Note: all links are in Chinese

Mobike

  1. Use case: aggregate isolated MySQL clusters for OLAP. They run TiSpark on top of it

  2. Production TiDb cluster has tens of nodes, with tens of TBs of data.

Ele.me

  1. To keep the production table size in check, they regularly purge production tables and move old entries to separate archive tables

  2. Need to watch out for the performance issues of DDL operations in production and archive tables

  3. For migration, they use the official TiDB syncer tool to run TiDB as a Mysql read slave

  4. Daily archived > 100 mil rows, > 100 G. Current TiDB volume “tens of TBs”

  5. As the post was written, TiDB Binlog relies on Kafka

Ping++ - Payment SaaS

  1. Use TiDB as dataware house.

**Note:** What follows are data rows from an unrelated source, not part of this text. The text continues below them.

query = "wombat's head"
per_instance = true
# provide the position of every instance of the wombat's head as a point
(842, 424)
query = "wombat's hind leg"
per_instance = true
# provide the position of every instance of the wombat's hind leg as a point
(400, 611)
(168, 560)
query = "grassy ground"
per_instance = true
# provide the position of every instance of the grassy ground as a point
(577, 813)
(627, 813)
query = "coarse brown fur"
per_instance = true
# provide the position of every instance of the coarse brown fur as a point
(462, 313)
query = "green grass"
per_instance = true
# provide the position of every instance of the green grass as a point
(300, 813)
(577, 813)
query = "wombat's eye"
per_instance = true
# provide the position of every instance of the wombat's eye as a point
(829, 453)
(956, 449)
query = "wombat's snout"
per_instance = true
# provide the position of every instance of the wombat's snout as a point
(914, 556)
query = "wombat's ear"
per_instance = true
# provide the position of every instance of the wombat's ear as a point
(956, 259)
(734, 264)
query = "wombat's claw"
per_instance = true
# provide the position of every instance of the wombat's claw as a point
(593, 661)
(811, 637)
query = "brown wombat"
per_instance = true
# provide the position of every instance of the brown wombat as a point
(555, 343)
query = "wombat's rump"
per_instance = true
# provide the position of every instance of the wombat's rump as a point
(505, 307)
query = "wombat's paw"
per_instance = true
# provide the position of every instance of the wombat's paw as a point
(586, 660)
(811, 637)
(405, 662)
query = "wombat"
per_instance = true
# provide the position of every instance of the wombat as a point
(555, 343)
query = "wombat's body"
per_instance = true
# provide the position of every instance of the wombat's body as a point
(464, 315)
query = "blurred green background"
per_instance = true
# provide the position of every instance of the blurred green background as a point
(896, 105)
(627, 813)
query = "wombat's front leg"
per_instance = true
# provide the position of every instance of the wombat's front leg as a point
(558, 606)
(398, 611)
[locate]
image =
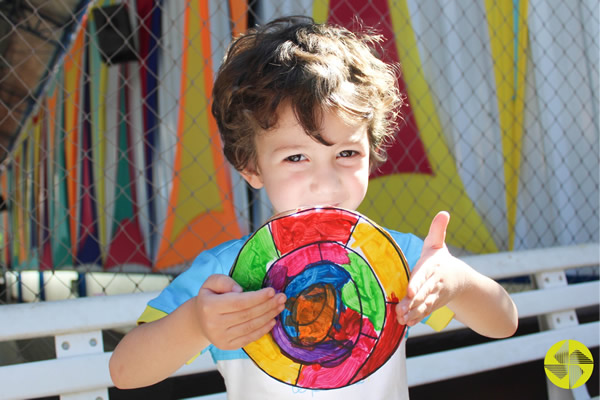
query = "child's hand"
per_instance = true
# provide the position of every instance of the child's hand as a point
(436, 278)
(231, 319)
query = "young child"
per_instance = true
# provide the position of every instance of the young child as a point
(304, 110)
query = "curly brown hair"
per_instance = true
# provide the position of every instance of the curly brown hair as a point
(314, 68)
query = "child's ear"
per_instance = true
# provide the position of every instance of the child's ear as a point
(252, 177)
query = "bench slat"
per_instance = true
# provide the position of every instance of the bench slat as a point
(29, 320)
(536, 302)
(528, 262)
(71, 375)
(492, 355)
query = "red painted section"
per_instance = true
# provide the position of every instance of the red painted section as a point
(312, 226)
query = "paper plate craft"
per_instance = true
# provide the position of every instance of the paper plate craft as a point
(342, 275)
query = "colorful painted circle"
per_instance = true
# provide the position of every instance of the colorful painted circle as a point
(342, 275)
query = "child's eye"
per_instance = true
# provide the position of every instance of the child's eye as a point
(295, 158)
(347, 153)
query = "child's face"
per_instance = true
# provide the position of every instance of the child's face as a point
(298, 171)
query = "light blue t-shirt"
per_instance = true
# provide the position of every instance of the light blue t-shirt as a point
(242, 377)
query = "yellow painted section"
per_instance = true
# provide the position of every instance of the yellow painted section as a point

It replaces AliCloud’s ADS and ES

  2. ADS has cost issue, and ES has difficulty handling complex queries with high dev/op costs.

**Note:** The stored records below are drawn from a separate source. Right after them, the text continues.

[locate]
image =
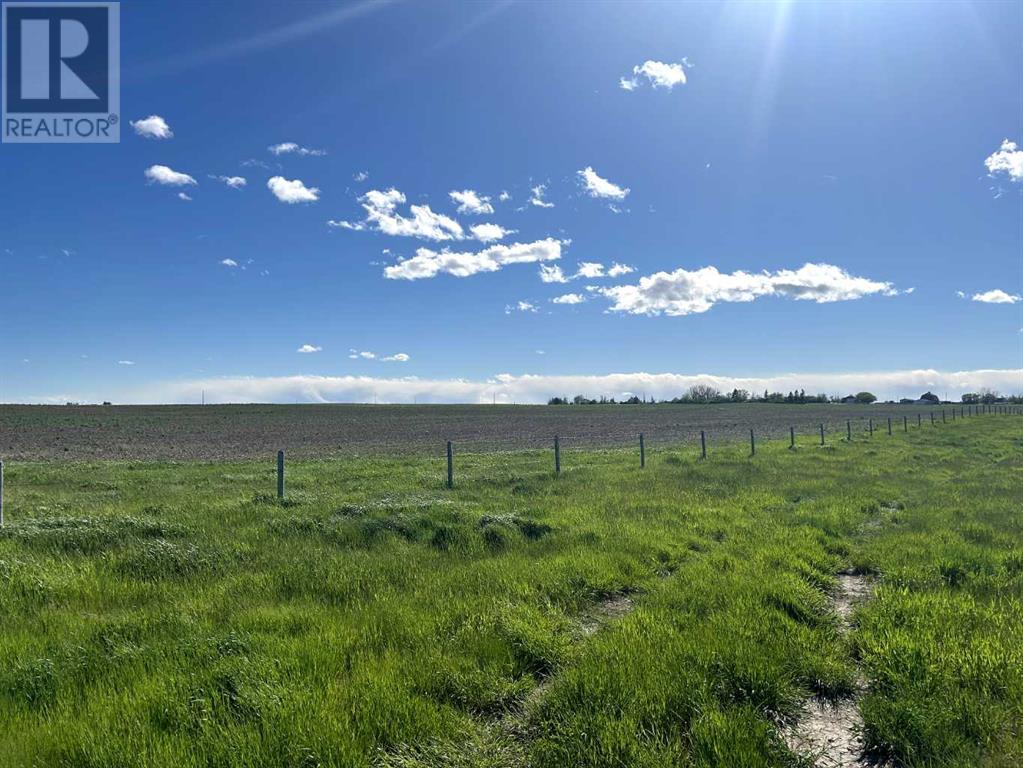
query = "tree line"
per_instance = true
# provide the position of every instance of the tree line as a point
(706, 395)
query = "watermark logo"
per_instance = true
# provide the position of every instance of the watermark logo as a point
(61, 73)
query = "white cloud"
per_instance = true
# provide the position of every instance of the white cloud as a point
(589, 270)
(234, 182)
(471, 202)
(152, 127)
(292, 191)
(658, 74)
(569, 299)
(429, 263)
(521, 307)
(382, 215)
(490, 232)
(536, 198)
(596, 186)
(551, 273)
(290, 147)
(996, 297)
(165, 175)
(685, 292)
(1009, 161)
(537, 389)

  3. Current cluster 5 nodes, each with 16 cores and 32G ram

A Truck Fleet Management SaaS

  1. Sync data from Alicloud’s DRDS to TiDB, and runs TiSpark against TiKV, TiDB’s storage layer

  2. 2T raw data incoming per day.

A Restaurant Merchant/Order/Cashier Saas

  1. TiDB supports the operational datastore. Check the link to see the test queries they run.

  2. Before: RDS -> Mongo via Kafka -> Hive. After: RDS -> TiDB via Kafka -> Hive. TiSpark queries both TiDB and Hive

  3. Cluster setup: 8 nodes. 5 of them are for storage layer. Each TiKV/Storage node is 16 core/128 G ram with 2 1.8T SSD

  4. Peak QPS 23K. Data volume “couple of Ts”

Another Restaurant Merchant/Cashier SaaS

  1. Near real time complex queries. TiDB replaces Solr.

  2. Current deployment 8 nodes. Storage layer on 16 cores and 64G ram

An IoT company

  1. They need real time analysis capabilities.

  2. Their raw data source is Mysql databases, but they don’t want to spend too much effort on Mysql -> Hive/Hbase ETL pipeline.

  3. They need Spark support, so they choose TiSpark + TiDb